2. The court refused to instruct the jury that if the plaintiff, knowing of the defect in the sluiceway, rode his horse over it at a high rate of speed, he was guilty of negligence, and cannot recover,— especially so, in view of his testimony that there was a good track on the side of the sluiceway. The instruction was properly refused. Eiding upon a highway at a high rate of speed is not necessarily negligence, although it is .a circumstance to be considered by the jury in passing upon the question of negligence. The plaintiff may have been justly excusable for not remembering at the moment that the sluiceway had been out of repair. The disturbance caused by the dog, and the consequent running of his horse, are to be considered. Whether he was or was not thus excusable was for the jury to determine from all the circumstances. Wheeler v. Westport, 30 Wis. 392, and many other cases in this court, so hold.
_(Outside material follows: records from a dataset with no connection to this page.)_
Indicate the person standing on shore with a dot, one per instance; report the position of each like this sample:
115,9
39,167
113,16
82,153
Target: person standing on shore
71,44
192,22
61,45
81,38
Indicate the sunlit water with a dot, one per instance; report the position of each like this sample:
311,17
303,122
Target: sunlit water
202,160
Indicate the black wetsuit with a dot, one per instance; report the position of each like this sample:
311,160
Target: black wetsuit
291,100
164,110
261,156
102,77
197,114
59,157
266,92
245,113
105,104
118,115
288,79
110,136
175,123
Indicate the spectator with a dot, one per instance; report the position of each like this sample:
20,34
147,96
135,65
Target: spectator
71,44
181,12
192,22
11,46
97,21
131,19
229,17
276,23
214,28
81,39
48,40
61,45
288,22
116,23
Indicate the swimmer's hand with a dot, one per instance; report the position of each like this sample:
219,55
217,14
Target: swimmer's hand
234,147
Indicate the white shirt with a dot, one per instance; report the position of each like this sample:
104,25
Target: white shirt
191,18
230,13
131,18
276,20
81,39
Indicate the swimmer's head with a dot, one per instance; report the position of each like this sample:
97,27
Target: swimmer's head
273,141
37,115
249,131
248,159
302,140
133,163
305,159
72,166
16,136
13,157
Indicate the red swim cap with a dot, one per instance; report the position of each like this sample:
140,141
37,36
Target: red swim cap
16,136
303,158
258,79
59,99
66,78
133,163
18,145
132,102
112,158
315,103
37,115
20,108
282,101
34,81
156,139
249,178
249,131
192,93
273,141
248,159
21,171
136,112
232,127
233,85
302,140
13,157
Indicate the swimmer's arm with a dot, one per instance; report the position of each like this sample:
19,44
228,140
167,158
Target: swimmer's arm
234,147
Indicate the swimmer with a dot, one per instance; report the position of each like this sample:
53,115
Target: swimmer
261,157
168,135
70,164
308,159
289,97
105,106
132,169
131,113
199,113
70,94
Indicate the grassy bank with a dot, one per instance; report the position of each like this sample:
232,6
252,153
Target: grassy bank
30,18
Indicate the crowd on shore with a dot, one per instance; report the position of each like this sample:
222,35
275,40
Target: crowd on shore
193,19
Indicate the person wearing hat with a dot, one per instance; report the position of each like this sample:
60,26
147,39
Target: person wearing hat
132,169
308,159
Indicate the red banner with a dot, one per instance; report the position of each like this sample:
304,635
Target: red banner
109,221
3. The court also refused to instruct the jury, in form, that if the plaintiff rode his horse at a high rate of speed and in a careless, reckless, or unskilful manner when in*228jured, which contributed to the injury, he cannot recover. Careless or reckless driving is negligent driving, as every person of common intelligence knows. The substance of the proposed instruction was, therefore, that if the plaintiff rode or drove his horse in a negligent manner, which contributed to the injury, he was guilty of contributory negligence and cannot recover. It is impossible that the defendant could have been prejudiced by the refusal of such an instruction, when, as here, the nature and effect of contributory negligence was clearly and accurately stated to the jury.

The substance of the charge to the jury on the subject of contributory negligence is contained in the following paragraph, which seems to cover the whole ground. After saying that the mere fact that the plaintiff knew of the defects in the highway and had often passed there before in safety, was not conclusive evidence of negligence on his part, the court added: “Yet the knowledge of the plaintiff of such defect may be taken into consideration, on the determination of this question, with all the other circumstances disclosed by the evidence. The speed at which the plaintiff was riding at the time may be also considered in this connection : Was he riding with ordinary care, or was he riding recklessly, carelessly, at a high rate of speed, and without such care and prudence as persons of ordinary care would use under similar circumstances? You may also consider whether it was daylight or dusk at the time of the accident. You are to take all those circumstances into consideration for the purpose of determining whether he used ordinary care in riding and passing over the culvert at the time he was injured.” It seems to us that this was a full and fair submission to the jury of every fact in the case having any bearing upon the question of the alleged contributory negligence of the plaintiff.

Other points were discussed in the argument of counsel, *229but it is believed that those above determined are decisive of the case. ¥e fail to find any material error disclosed in the record, and cannot, therefore, disturb the judgment.

By the Gourt. — The judgment of the circuit court is affirmed.